For Marshall, these practical steps sit within a broader framework of community-centred conservation. “When talking about wildlife, we have to always bring in community and livelihoods, and we have to ensure that livelihoods are also secured, enhanced, and not deterred.”

Conservation, in this sense, cannot be imposed as a restriction without providing alternatives. It must integrate income generation, access to infrastructure, and education. Only then will communities have both the incentive and the capacity to protect habitats.


A day to look closer


World Wildlife Day 2026 offers a platform to reflect on these layered realities. 

The global statistics are sobering. More than 20% of medicinal and aromatic plants used worldwide are considered threatened. Around 50,000–70,000 species are harvested globally. Nearly 1,300 are listed under the Convention on International Trade in Endangered Species of Wild Fauna and Flora (CITES), with over 800 in Appendix II.

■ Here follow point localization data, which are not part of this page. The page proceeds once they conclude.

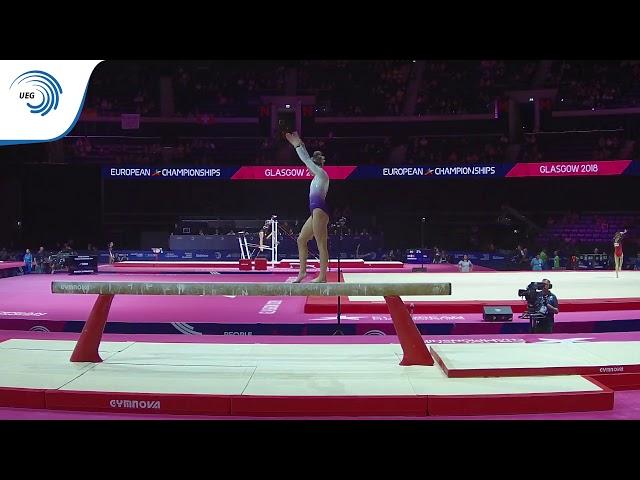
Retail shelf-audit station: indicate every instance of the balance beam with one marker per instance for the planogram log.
(414, 349)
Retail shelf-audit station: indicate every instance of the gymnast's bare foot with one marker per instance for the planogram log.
(301, 276)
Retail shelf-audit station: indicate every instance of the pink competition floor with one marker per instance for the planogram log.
(26, 303)
(626, 406)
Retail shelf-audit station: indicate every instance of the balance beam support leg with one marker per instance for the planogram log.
(87, 347)
(413, 347)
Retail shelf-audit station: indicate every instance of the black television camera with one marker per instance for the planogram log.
(536, 305)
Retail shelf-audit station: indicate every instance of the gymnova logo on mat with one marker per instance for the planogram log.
(141, 404)
(39, 328)
(41, 100)
(37, 85)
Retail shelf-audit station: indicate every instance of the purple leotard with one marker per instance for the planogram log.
(320, 183)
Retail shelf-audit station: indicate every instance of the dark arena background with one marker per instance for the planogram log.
(163, 231)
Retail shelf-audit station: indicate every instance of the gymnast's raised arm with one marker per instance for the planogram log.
(295, 140)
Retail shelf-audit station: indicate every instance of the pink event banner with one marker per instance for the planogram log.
(569, 169)
(289, 173)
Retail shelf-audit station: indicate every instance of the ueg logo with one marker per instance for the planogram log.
(38, 85)
(142, 404)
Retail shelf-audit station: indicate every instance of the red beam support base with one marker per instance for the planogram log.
(413, 346)
(87, 347)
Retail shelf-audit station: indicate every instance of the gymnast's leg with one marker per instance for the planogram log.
(306, 234)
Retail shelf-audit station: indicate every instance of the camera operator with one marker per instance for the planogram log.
(549, 307)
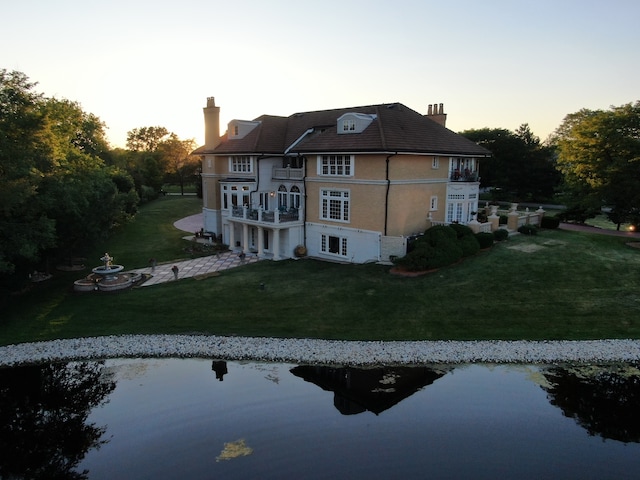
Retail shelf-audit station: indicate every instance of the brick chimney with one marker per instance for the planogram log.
(436, 113)
(211, 124)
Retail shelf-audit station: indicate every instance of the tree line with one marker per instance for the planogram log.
(62, 187)
(590, 164)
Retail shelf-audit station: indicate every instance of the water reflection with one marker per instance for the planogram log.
(201, 419)
(604, 400)
(358, 390)
(44, 431)
(220, 369)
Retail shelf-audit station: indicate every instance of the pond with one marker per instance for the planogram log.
(202, 419)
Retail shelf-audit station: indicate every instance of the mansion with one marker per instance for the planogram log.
(349, 184)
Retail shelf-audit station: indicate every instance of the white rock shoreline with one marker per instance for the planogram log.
(324, 352)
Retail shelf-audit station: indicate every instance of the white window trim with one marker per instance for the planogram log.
(343, 245)
(241, 164)
(325, 204)
(331, 170)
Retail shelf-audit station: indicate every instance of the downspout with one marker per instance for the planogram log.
(304, 185)
(386, 200)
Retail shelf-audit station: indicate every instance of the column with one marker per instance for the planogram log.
(232, 235)
(276, 244)
(260, 242)
(245, 237)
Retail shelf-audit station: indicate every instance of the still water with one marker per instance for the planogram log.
(203, 419)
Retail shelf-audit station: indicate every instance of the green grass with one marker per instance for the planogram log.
(556, 285)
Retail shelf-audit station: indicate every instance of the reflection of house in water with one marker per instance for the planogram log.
(374, 389)
(603, 399)
(220, 368)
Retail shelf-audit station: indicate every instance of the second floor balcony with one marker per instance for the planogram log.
(463, 176)
(259, 215)
(287, 173)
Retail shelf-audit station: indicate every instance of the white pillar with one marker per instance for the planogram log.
(245, 237)
(276, 244)
(260, 241)
(232, 236)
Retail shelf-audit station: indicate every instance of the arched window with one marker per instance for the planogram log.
(282, 197)
(294, 197)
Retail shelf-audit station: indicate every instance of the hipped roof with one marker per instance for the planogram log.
(396, 128)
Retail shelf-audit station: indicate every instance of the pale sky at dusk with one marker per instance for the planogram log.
(493, 63)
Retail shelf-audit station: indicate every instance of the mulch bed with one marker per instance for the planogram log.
(408, 273)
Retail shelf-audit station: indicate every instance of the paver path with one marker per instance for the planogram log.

Yet beyond the numbers lie local stories. In Sri Lanka, a decoction simmering on a stove, a handful of dried aralu in a jar, or a strip of venivel bark steeped in water connects households to forests. The question is whether those forests will continue to regenerate.

The path forward appears to require three parallel commitments. First, strict adherence to existing laws that prohibit unauthorised collection from natural habitats. Second, the expansion of formal cultivation and value-added industries that reduce pressure on the wild while generating income. Third, the protection and restoration of habitats, recognising that species cannot survive in isolation.

As Marshall put it, conservation is “of absolute and essential importance” in a country with such high endemism. For Prof. Wijesundara and Dr. Jayasinghe, the challenge is to shift from extraction to stewardship and from informal use to structured development.

World Wildlife Day is often marked by images of charismatic fauna. This year, perhaps, the more urgent image is of a small climber in a rainforest understorey, or a shrub in a dry zone savannah, quietly producing compounds that sustain health and heritage alike. 

Protecting these plants demands attention not only on 3 March, but in the policies we shape, the gardens we cultivate, and the choices we make about where our remedies come from.